◎ギリシャは豊かな西欧への亡命を求める移民の中継地であり、トルコ西岸とアフリカ北部リビアやチュニジアに拠点を置く人身売買組織が頻繁に利用している。
ギリシャ南部、アフリカの移民を乗せたボート(Getty Images)

ギリシャ南部クレタ島の沖合で約100人の移民を乗せたボートが沈没し、少なくとも1人が死亡、2人が行方不明になっている。沿岸警備隊が16日、明らかにした。

それによると、近くを通りかかった貨物船が97人を救助し、沿岸警備隊の巡視艇と共にクレタ島の港に向かっているという。

生存者の内訳はパキスタン出身の男性50人、スーダン出身の男性39人と女性2人、バングラデシュ出身の男性5人、ソマリア出身の男性1人。

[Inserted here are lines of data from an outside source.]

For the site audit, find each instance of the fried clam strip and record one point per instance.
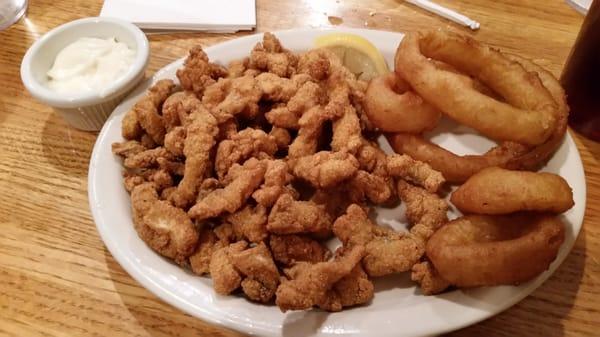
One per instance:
(249, 223)
(326, 169)
(225, 277)
(428, 278)
(145, 114)
(261, 275)
(233, 96)
(311, 123)
(175, 140)
(280, 89)
(199, 141)
(198, 73)
(241, 146)
(327, 285)
(289, 249)
(277, 177)
(310, 94)
(364, 185)
(177, 108)
(386, 251)
(160, 178)
(127, 148)
(415, 171)
(253, 269)
(426, 211)
(239, 184)
(210, 240)
(347, 134)
(282, 137)
(289, 216)
(166, 229)
(147, 158)
(270, 56)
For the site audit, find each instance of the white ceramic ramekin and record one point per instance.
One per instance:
(86, 111)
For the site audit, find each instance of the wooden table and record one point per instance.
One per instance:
(58, 279)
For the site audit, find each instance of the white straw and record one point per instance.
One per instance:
(445, 12)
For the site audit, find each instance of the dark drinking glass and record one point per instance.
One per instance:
(581, 77)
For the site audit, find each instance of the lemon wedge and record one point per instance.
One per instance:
(359, 55)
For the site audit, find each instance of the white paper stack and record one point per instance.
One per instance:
(204, 15)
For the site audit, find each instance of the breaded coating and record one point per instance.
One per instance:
(130, 126)
(176, 168)
(347, 134)
(147, 141)
(147, 159)
(315, 64)
(130, 181)
(289, 249)
(239, 185)
(311, 126)
(414, 171)
(166, 229)
(387, 251)
(364, 185)
(230, 97)
(270, 56)
(425, 210)
(147, 110)
(287, 116)
(325, 169)
(224, 275)
(249, 223)
(241, 146)
(208, 243)
(261, 275)
(199, 141)
(311, 285)
(175, 140)
(127, 148)
(227, 129)
(372, 159)
(237, 68)
(277, 177)
(206, 187)
(282, 137)
(280, 89)
(428, 278)
(178, 107)
(353, 289)
(165, 193)
(198, 73)
(335, 200)
(290, 216)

沿岸警備隊によると、ボートはクレタ島の南方約40キロの地点で沈没。生存者はパキスタンとスーダン出身の男性3人が行方不明になったと証言しているという。

その後、沿岸警備隊が男性1人の遺体を収容、残り2人の捜索を続けている。

ボートが沈没した理由は明らかになっていない。

ギリシャは豊かな西欧への亡命を求める移民の中継地であり、トルコ西岸とアフリカ北部リビアやチュニジアに拠点を置く人身売買組織が頻繁に利用している。

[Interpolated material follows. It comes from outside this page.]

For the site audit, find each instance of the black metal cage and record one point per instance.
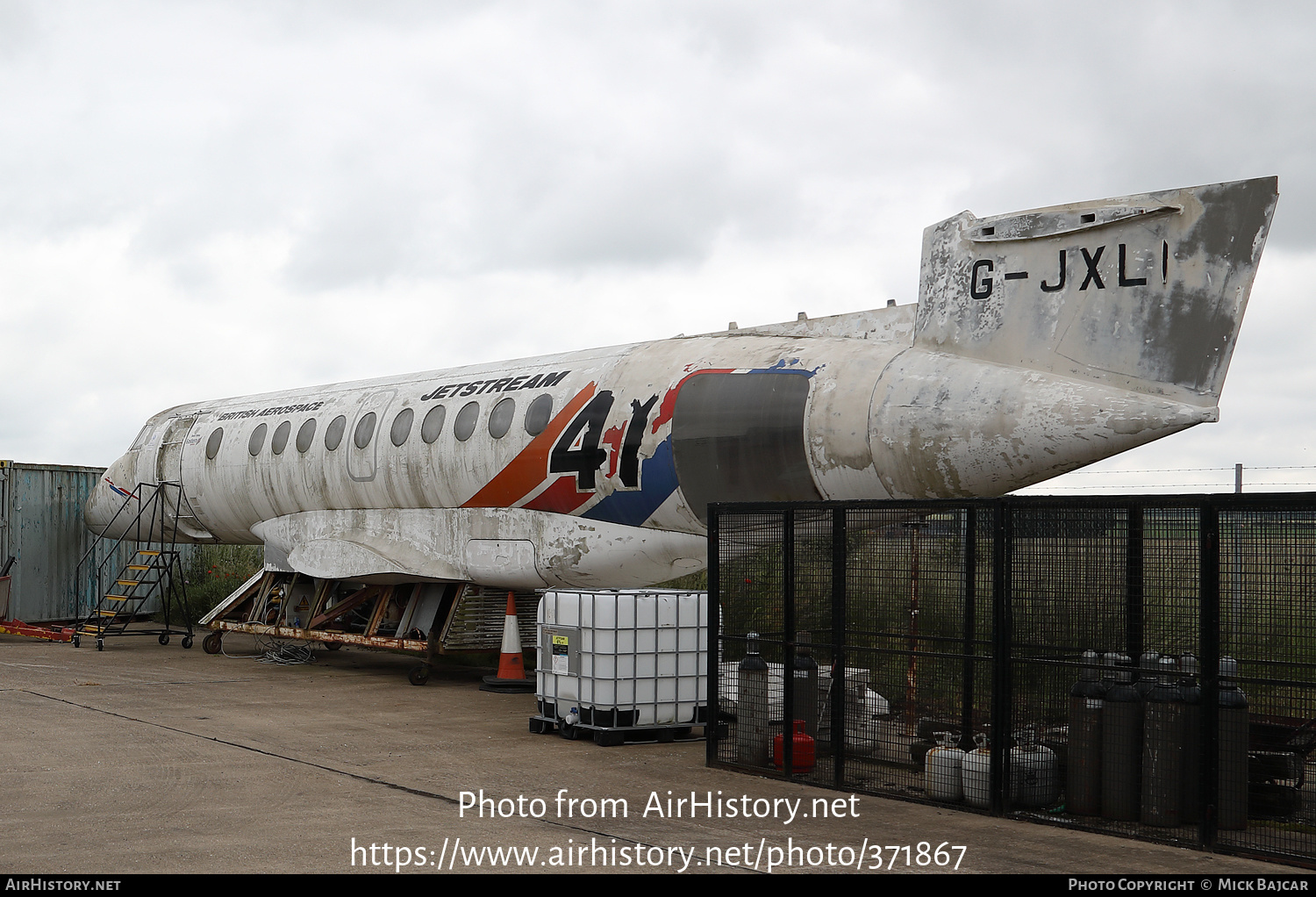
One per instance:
(1144, 665)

その多くがトルコ沿岸からギリシャの島々へボートで横断を試みる。しかし、この海域の国境警備は強化されているため、トルコ南部または北アフリカから大型船で直接イタリアに向かう者も少なくない。

ギリシャ当局はレバノンとパレスチナ・ガザ地区の紛争の影響で、地中海を渡ろうとする移民が急増する可能性があると警告している。

南部コス島沖では15日、トルコ近海から渡ってきた移民船の事故により、子供2人を含む4人が死亡。27人が救助されたばかりだ。

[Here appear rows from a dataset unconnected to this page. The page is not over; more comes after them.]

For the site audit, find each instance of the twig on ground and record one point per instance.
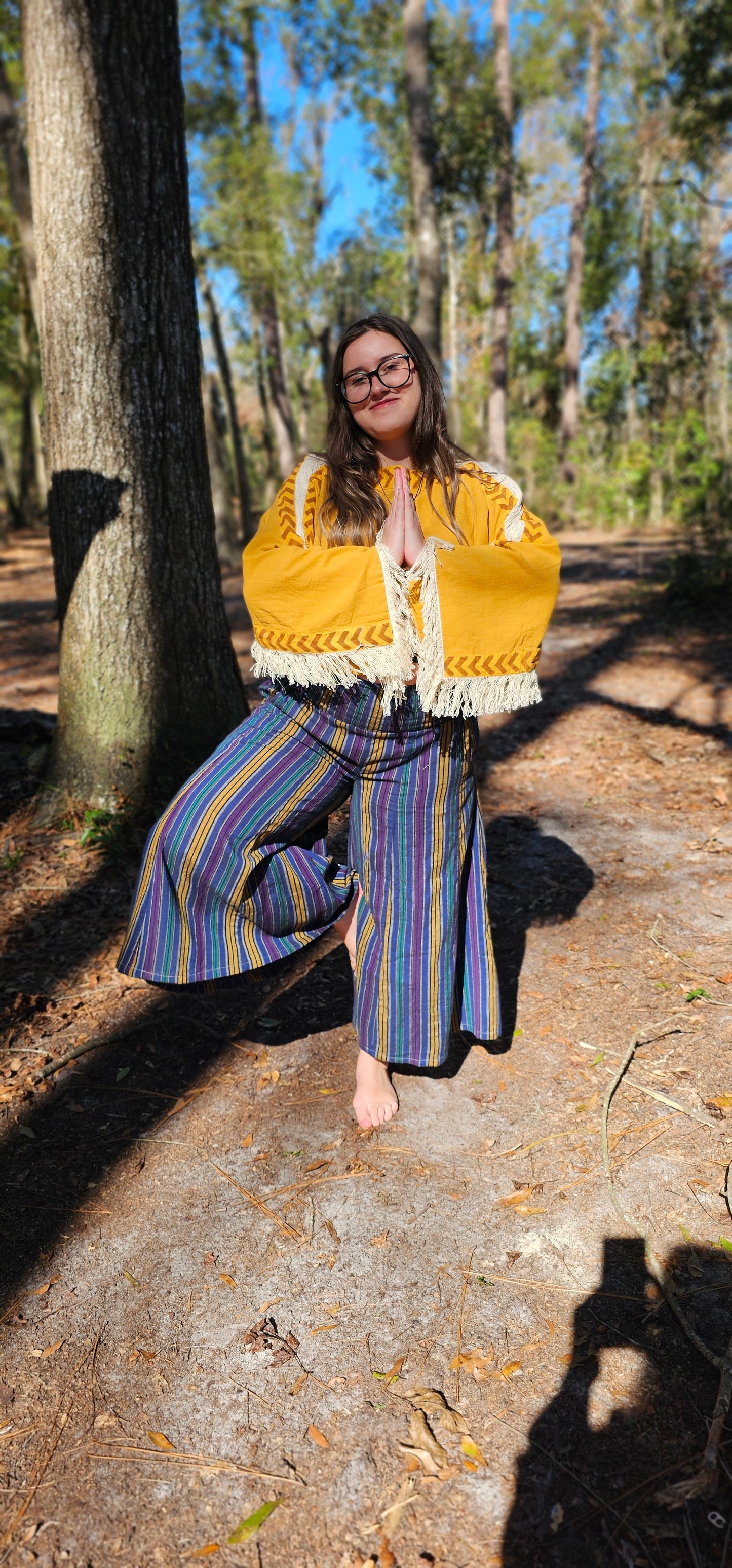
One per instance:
(251, 1197)
(460, 1321)
(206, 1462)
(704, 1482)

国際移住機関(IOM)によると、今年1~10月初旬までにギリシャに到着した移民は4万2000人超。その大半(3万6500人以上)が海路で到着したという。

地中海は世界で最も多くの死者を出している亡命ルートのひとつだ。IOMによると、昨年は2500人以上の移民が死亡または行方不明となった。